Post Culture
Elizabeth Dee is pleased to announce Post Culture, a group exhibition that features intergenerational artistic strategies in a time of relative, variant and abundant image dissemination. Exploring various actual and imagined subtexts--pre and post digital reality, the dematerialization of narrative, co-authorship, mass consciousness and social evidence, works in the exhibition explore various artistic and political responses to notions of reality and time. Focusing on delivery versus demonstration, Post Culture further assesses a variety of perspectives active in the United States and Europe at a transitional moment.
London based artist Gabriele Beveridge states “The past is, now and forever, a draft for the future.” Taking deep interest in the contradiction of images, her sculptural assemblages are a poetic illumination around the politics of display and illusions of naturalism, gender and the unconscious.
As user-generated content has become a core part of American culture in the preceding decade, ceaseless proliferation of socially shared footage posted on the Internet has provided a rich, fertile source of inspiration for the Belgian collective Leo Gabin.
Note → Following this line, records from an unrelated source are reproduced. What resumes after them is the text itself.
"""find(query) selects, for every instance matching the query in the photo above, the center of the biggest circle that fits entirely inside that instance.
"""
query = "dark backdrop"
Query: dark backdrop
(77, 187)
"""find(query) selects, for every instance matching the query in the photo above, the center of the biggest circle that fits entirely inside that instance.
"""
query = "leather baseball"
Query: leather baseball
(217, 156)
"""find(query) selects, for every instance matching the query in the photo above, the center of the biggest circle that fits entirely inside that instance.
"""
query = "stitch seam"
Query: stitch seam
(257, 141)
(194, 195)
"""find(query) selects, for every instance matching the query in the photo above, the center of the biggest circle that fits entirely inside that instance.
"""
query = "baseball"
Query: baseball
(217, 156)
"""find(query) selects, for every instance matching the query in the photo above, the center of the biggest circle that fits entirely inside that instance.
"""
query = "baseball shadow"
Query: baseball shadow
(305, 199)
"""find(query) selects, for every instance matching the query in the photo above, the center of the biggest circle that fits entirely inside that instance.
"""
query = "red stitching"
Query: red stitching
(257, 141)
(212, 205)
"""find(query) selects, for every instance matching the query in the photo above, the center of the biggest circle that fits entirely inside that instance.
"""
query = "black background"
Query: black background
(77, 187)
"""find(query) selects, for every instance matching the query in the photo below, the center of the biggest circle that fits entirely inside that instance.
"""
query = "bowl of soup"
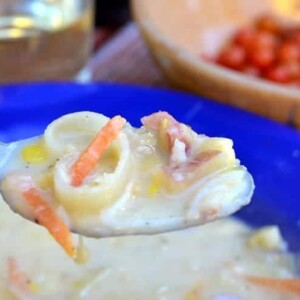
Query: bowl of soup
(251, 255)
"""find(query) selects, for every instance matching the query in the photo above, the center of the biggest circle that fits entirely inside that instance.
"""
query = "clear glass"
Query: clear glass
(43, 40)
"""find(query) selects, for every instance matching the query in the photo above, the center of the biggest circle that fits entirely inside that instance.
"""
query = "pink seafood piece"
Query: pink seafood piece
(182, 171)
(174, 129)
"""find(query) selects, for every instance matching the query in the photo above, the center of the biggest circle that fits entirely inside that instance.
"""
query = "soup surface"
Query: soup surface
(207, 262)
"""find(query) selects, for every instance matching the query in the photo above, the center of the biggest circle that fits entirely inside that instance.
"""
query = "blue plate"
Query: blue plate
(270, 151)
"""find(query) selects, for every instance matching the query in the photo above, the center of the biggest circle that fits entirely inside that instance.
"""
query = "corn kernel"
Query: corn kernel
(34, 154)
(154, 186)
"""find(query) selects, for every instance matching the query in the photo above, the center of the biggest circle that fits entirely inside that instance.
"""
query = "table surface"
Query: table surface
(122, 56)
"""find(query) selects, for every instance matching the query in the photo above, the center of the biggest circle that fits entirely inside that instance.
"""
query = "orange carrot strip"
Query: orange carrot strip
(18, 281)
(284, 285)
(48, 218)
(90, 157)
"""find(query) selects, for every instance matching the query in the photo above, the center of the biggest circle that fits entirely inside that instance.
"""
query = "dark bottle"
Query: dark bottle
(112, 12)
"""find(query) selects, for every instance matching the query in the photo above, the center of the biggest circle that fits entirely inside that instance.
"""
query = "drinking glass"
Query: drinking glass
(42, 40)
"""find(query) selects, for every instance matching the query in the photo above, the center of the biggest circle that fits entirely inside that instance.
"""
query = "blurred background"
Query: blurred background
(221, 50)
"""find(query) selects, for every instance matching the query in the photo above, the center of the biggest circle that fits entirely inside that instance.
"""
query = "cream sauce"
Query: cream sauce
(199, 263)
(158, 178)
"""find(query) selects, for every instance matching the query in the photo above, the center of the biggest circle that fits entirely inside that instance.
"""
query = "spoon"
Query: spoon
(132, 210)
(230, 189)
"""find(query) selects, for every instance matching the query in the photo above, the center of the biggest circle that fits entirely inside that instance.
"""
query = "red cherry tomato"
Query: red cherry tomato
(244, 37)
(288, 52)
(278, 74)
(264, 39)
(262, 58)
(252, 71)
(232, 57)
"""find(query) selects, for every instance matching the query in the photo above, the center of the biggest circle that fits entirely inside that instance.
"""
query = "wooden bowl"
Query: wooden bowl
(178, 32)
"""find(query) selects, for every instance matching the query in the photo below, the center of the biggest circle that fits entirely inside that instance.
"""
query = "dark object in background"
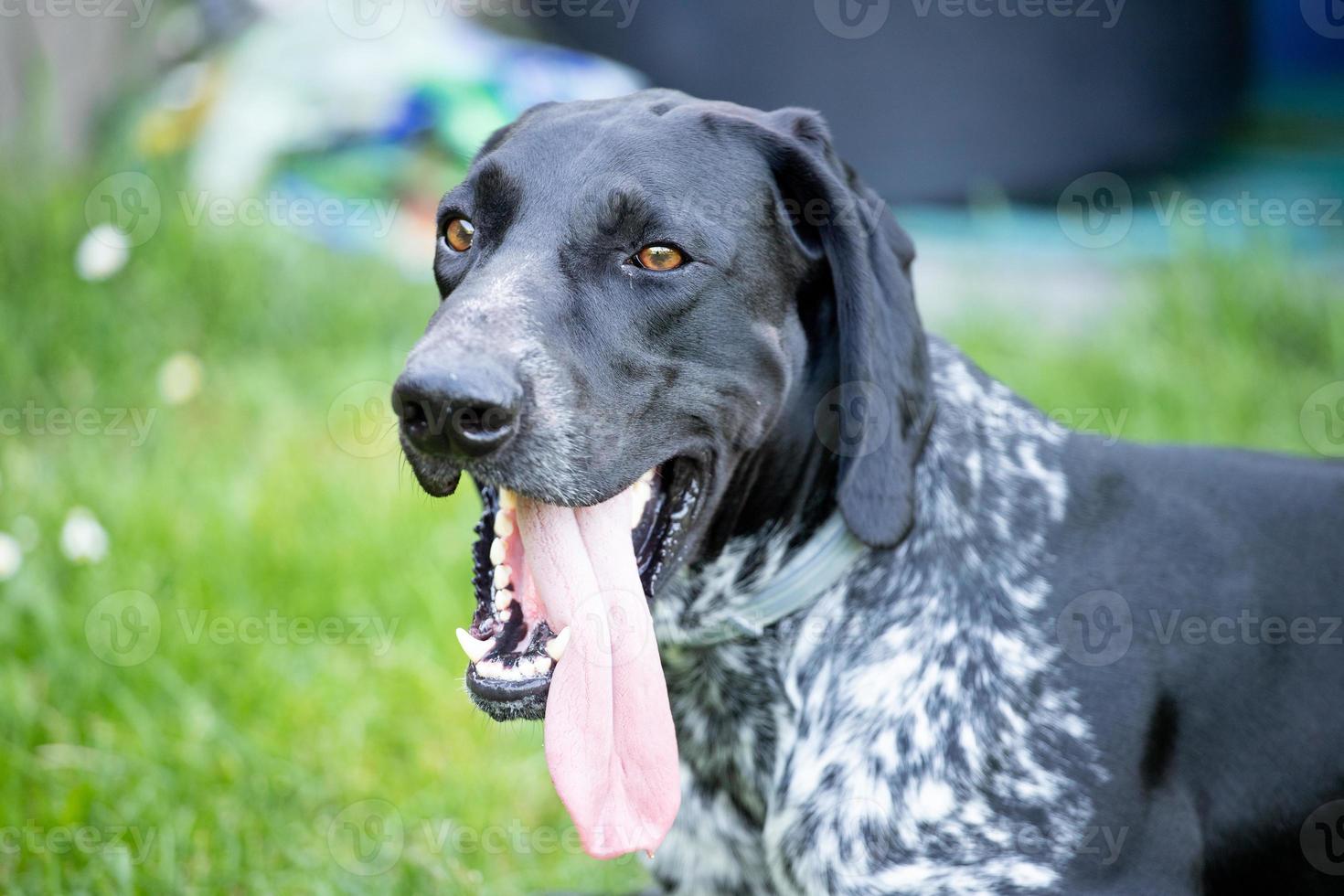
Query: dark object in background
(932, 106)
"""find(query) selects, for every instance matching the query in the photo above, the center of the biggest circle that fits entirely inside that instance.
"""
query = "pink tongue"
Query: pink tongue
(609, 736)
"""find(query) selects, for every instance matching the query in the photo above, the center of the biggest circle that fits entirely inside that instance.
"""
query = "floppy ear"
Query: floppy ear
(883, 403)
Their social online collecting resulting in inventive paintings that incorporate digital screenprint practices has led to critical and uncanny reflections on post-internet notions of reality, branding and identity.
Tamar Halpern’s hybrid practice negates notions of the digital archive, incorporating fragmentary analog and digital content in a highly physical process of photographing, collaging, painting, ripping, masking and displacing in works that defy classification. Effectively suspending tensions between dematerialization, replication, abstraction and signification, Halpern’s post-production strategies uphold integrity of the process and it’s visceral effects.
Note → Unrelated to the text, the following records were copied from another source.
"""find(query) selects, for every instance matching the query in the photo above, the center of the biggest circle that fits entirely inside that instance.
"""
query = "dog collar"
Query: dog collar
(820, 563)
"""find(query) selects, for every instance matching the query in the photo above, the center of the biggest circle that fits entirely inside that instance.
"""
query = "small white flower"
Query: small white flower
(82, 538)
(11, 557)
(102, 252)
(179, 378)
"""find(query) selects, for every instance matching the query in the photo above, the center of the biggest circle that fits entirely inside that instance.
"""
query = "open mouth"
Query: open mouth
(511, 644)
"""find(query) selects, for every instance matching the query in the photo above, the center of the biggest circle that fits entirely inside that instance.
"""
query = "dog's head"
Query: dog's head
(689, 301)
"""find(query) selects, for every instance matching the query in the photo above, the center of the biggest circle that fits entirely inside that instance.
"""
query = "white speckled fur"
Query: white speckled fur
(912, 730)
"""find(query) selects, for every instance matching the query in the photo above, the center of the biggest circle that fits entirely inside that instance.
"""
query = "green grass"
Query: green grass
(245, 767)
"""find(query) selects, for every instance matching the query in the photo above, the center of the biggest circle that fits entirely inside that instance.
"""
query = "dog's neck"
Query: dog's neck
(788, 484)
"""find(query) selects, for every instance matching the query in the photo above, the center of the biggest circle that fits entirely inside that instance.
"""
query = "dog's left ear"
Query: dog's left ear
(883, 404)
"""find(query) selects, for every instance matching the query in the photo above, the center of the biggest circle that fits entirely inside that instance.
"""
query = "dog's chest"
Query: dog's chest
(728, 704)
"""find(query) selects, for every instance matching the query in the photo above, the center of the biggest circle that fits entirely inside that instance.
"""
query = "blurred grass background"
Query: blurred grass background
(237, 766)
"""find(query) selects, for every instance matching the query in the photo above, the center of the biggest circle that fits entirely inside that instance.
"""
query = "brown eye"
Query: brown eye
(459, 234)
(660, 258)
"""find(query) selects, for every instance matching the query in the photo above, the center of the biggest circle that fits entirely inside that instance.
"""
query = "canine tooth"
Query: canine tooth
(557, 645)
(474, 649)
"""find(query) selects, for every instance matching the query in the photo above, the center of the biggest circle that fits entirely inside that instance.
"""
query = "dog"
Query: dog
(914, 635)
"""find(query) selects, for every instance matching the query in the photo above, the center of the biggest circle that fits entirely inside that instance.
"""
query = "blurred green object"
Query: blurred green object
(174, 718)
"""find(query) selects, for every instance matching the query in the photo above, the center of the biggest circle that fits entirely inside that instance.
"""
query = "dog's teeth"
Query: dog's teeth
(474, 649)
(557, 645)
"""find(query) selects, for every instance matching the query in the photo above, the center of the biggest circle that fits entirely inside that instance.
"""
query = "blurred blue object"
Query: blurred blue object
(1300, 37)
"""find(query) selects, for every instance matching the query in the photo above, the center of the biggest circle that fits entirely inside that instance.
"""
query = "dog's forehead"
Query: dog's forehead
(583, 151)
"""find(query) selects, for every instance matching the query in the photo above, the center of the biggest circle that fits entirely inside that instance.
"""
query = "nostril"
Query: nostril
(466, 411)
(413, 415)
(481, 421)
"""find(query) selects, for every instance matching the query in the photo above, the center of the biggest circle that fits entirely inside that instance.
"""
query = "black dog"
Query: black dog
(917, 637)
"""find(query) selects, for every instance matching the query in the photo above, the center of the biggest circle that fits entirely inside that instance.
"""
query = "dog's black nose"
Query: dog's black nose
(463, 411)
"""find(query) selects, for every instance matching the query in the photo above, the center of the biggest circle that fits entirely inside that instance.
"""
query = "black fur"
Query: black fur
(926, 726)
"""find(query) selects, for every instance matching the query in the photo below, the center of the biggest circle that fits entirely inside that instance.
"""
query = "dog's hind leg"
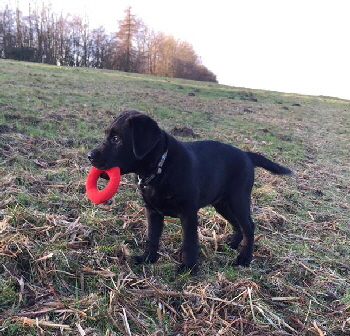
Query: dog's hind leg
(155, 227)
(237, 211)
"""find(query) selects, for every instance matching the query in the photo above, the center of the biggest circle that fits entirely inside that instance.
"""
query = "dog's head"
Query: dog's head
(129, 138)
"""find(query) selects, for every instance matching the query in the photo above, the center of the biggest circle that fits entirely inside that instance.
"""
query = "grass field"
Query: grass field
(66, 265)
Miranda Lichtenstein’s interest in the screen’s omnipresent dominance in our computerized visual field has become the subject of her Screen Shadow series of recent years. Staging papers and objects as dividers of light and shadow, Lichtenstein uses the apparatus of the camera and elemental forms of photography to explore the larger philosophical and theoretic issues around photographic representation.
Copenhagen based artist Torben Ribe’s practice offers possible solutions and situations contextualizing media and advertising images in his work, addressing the potential of these forms. His use of iPhone catalogs, plastic trees, video game posters and hologram stock photos intentionally underperform in a non-tautological methodology.
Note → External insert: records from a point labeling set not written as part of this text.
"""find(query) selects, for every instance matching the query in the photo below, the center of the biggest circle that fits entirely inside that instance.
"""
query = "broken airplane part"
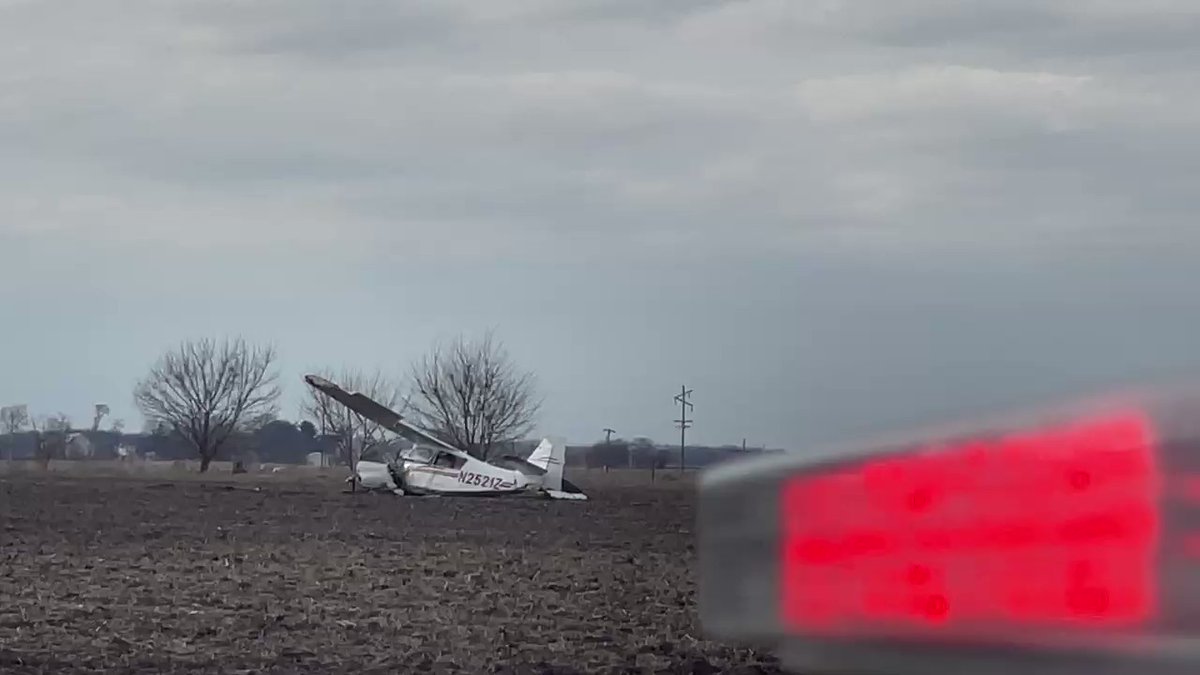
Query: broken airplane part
(431, 466)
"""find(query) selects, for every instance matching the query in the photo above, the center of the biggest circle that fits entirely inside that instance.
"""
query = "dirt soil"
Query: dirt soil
(155, 575)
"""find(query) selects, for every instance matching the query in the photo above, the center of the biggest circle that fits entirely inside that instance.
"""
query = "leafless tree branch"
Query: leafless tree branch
(472, 395)
(208, 392)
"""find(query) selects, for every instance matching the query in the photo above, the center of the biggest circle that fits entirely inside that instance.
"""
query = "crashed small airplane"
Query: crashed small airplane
(436, 467)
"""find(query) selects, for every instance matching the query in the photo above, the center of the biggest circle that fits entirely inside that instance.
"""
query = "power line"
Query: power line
(683, 423)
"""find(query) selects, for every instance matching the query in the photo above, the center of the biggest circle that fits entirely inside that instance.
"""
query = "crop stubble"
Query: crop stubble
(125, 574)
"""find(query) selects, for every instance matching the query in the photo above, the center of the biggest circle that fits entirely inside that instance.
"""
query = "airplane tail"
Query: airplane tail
(550, 455)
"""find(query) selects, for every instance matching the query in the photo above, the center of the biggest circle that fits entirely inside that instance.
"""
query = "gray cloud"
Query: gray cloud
(887, 192)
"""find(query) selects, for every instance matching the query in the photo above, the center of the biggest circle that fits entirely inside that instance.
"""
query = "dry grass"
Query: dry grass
(156, 568)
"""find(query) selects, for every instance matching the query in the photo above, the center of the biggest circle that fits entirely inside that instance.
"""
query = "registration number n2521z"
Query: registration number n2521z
(472, 478)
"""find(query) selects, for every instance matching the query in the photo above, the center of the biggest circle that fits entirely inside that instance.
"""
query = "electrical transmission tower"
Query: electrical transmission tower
(683, 423)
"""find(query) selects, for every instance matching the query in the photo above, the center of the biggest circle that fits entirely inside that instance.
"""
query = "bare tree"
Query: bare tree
(346, 425)
(12, 419)
(51, 441)
(472, 395)
(209, 392)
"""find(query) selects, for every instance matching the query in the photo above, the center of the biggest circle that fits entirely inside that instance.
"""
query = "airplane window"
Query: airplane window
(420, 455)
(448, 460)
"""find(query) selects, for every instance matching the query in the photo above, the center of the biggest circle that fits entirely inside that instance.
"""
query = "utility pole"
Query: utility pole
(683, 423)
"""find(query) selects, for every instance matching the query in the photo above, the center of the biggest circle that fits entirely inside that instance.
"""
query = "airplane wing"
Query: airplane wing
(376, 412)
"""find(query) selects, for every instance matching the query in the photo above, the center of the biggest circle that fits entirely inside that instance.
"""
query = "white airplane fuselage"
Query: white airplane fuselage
(431, 471)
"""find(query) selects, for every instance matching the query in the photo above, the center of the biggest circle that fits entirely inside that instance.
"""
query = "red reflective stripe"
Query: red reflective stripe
(1054, 527)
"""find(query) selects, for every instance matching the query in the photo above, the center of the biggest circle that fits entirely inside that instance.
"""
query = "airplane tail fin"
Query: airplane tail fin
(550, 455)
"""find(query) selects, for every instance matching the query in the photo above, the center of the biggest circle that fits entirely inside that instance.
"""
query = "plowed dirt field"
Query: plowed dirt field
(160, 573)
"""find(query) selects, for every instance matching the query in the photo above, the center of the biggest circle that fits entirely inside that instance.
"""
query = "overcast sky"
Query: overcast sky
(828, 217)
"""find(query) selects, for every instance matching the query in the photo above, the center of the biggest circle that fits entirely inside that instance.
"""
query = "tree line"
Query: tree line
(216, 398)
For over three decades, Julia Wachtel has actively pioneered the first works addressing the impact of “reality” in the media saturated age of the 1980s. The successive impact of this moment marked the introduction of her ongoing American Color series, dealing with the new genre of confessional television, which began in 1992 and is represented in this exhibition. Wachtel’s practice of media and celebrity culture set her apart from the Pictures Generation and is a notable precursor to the digital age. Her work is strikingly relevant today as she continues to approach political and social media content, embracing the conflict that these digital forms often represent.